The minister also emphasizes that GDPR demands a privacy-by-default approach, and requires data collection to be minimized — saying Facebook will need to adapt all of its data processing operations in order to comply. 

Any data transfers from “friends” should also only take place with explicit consent in individual cases, she continues (consent that was of course entirely lacking in 2014 when Facebook APIs allowed a developer on its platform to harvest data on up to 87 million users — and pass the information to Cambridge Analytica).

Barley also warns explicitly that Facebook must not create shadow profiles, an especially awkward legal issue for Facebook which US lawmakers also questioned Zuckerberg closely about last month.

Facebook’s announcement this week, at its f8 conference, of an incoming Clear History button — which will give users the ability to clear past browsing data the company has gathered about them — merely underscores the discrepancies here, with tracked Facebook non-users not even getting this after-the-fact control, although tracked users also can’t ask Facebook never to track them in the first place.

Nor is it clear what Facebook does with any derivatives it gleans from this tracked personal data — i.e. whether those insights are also dissociated from an individual’s account.

Sure, Facebook might delete a web log of the sites you visited — like a gambling site or a health clinic — when you hit the button but that does not mean it’s going to remove all the inferences it’s gleaned from that data (and added to the unseen profile it holds of you and uses for ad targeting purposes).

Safe to say, the value of the Clear History button looks mostly as PR for Facebook — so the company can point to it and claim it’s offering users another ‘control’ as a strategy to try to deflect lawmakers’ awkward questions (just such disingenuousness was on ample show in Congress last month — and has also been publicly condemned by the UK parliament).

We asked Facebook our own series of questions about how Clear History operates, and why — for example — it is not offering users the ability to block tracking entirely. After multiple emails on this topic, over two days, we’re still waiting for the company to answer anything we asked.

Facebook’s processing of non-users’ data, collected via tracking pixels and social plugins across other popular web services, has already got Facebook into hot water with some European regulators.

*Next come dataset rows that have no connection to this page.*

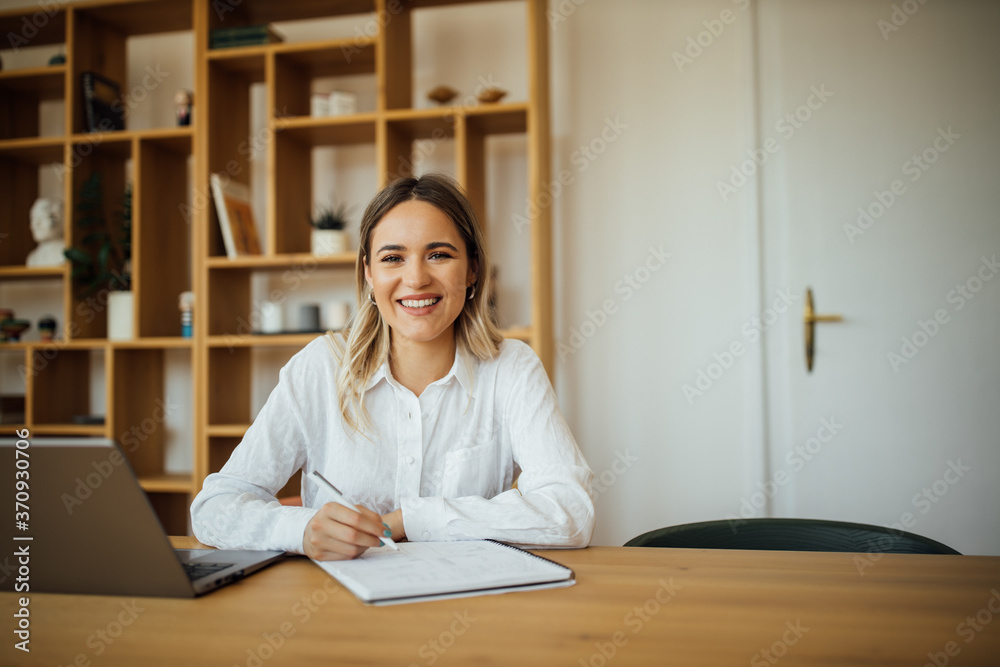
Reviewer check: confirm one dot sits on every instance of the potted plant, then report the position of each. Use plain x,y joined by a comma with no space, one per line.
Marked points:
103,260
328,235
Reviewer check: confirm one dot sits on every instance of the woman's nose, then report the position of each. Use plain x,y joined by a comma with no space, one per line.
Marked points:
417,274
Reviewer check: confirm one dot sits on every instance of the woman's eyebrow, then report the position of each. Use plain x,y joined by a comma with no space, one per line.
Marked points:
395,247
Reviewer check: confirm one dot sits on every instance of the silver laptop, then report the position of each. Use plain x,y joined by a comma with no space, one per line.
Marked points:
83,524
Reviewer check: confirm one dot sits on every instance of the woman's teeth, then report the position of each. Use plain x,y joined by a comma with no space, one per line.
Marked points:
422,303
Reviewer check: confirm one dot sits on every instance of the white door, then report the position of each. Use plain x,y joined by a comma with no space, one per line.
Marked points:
879,125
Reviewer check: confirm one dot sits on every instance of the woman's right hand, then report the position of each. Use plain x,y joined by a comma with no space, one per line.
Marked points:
338,533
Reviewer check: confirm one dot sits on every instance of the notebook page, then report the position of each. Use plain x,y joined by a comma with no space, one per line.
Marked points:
423,568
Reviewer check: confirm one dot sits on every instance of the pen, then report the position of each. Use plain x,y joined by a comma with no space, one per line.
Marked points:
338,497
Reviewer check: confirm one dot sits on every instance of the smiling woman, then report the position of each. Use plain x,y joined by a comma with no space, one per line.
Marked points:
436,414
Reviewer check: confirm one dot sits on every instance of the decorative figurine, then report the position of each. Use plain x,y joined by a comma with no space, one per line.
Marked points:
489,95
186,305
183,99
5,314
442,94
47,230
14,328
47,328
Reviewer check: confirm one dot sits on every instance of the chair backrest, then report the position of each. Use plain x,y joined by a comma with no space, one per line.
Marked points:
790,535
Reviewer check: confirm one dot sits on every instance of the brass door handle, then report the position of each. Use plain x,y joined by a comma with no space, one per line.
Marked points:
810,318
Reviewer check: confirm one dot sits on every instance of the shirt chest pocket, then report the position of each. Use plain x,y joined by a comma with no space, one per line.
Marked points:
473,471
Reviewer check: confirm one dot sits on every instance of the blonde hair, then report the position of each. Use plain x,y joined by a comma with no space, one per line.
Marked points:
364,346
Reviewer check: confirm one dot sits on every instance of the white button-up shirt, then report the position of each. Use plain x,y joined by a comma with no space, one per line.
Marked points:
448,457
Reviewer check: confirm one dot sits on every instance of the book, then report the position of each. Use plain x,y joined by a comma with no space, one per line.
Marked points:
102,103
252,35
422,571
232,204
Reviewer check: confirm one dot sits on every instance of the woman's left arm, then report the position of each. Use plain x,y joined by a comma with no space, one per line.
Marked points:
551,506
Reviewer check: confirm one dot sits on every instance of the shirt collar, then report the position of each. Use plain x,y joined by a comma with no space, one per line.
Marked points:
463,370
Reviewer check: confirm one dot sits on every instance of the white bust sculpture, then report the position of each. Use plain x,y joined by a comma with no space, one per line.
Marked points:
47,229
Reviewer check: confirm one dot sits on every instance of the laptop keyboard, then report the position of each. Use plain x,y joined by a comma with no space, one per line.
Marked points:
196,571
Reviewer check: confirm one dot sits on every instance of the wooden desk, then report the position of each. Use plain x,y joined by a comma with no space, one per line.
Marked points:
641,606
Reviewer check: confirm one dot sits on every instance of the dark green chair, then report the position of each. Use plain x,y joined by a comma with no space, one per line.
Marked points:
790,535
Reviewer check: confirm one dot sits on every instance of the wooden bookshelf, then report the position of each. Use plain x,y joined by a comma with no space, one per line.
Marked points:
176,242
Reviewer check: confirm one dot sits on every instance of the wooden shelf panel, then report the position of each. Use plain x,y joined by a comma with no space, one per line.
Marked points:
262,340
143,18
279,262
48,83
153,343
227,430
8,273
167,483
329,130
68,429
38,151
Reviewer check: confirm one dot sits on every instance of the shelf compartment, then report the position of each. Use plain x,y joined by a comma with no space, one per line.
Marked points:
161,237
253,13
141,411
141,18
329,130
20,161
298,66
21,95
60,386
51,31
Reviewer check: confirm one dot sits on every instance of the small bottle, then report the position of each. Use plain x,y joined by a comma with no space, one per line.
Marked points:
186,305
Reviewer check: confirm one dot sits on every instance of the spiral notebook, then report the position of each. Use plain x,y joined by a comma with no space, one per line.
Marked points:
422,571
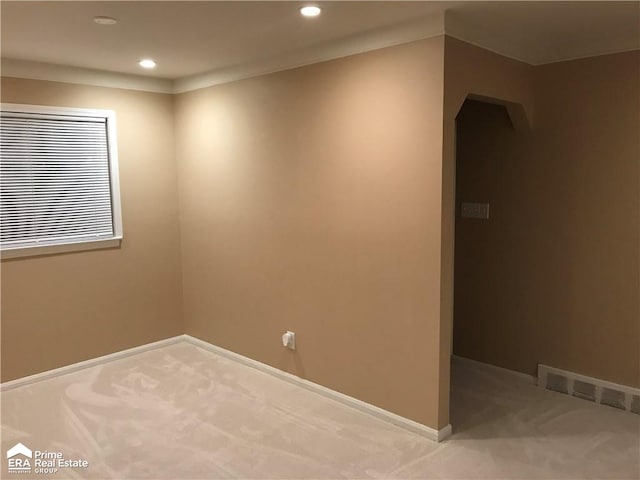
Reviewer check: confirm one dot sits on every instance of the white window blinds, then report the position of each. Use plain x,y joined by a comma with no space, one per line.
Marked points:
57,182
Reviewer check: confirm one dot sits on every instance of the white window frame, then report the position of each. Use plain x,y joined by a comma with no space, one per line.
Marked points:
112,149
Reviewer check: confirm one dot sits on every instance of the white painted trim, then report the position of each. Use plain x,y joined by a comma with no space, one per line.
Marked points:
415,427
422,28
494,368
385,415
629,391
69,247
57,372
66,74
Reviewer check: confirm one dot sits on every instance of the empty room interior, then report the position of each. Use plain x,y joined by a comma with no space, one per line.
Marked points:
286,240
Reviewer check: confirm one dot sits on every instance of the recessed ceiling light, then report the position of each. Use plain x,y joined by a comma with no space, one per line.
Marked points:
147,63
310,11
105,20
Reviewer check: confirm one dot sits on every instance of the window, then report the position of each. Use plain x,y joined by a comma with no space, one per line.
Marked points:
58,180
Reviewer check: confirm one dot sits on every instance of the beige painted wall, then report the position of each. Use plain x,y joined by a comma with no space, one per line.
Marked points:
554,276
310,201
61,309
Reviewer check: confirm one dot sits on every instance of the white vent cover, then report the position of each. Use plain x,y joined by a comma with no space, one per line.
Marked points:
589,388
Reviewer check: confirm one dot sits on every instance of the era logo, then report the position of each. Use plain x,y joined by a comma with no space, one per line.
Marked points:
19,458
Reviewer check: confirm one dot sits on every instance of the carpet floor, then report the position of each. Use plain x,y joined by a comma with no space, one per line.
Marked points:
181,412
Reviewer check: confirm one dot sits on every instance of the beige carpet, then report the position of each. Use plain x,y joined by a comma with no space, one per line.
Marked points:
181,412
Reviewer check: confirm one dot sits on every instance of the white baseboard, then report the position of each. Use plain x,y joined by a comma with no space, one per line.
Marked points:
74,367
407,424
494,368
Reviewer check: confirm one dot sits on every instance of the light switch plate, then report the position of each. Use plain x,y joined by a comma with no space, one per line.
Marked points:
475,210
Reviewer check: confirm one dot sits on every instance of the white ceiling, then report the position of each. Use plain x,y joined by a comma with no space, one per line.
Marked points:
189,38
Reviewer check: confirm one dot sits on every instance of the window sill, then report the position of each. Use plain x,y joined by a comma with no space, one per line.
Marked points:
39,250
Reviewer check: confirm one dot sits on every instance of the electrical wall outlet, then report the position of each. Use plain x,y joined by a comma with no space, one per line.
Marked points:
289,340
475,210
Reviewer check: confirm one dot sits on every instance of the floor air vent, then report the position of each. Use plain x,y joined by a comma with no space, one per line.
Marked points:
588,388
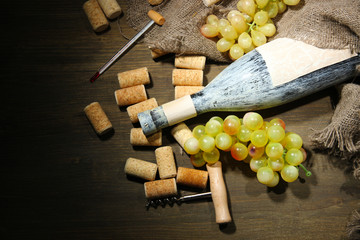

Under GDPR it will certainly face fresh challenges to any consent-less handling of people’s data — unless it radically rethinks its approach, and does so in less than a month. 

In her letter, Barley also raises concerns around the misuse of Facebook’s platform for political influence and opinion manipulation — saying it must take “all necessary technical and organizational measures to prevent abuse and manipulation possibilities (e.g. via fake accounts and social bots)”, and ensure the algorithms it uses are “objective, neutral and non-discriminatory”.

She says she also wants the company to disclose the actions it takes on this front in order to enable “independent review”.

Facebook’s huge sprawl and size — with its business consisting of multiple popular linked platforms (such as WhatsApp and Instagram), as well as the company deploying its offsite tracking infrastructure across the Internet to massively expand the reach of its ecosystem — “puts a special strain on the privacy and self-determination of German and European users”, she adds.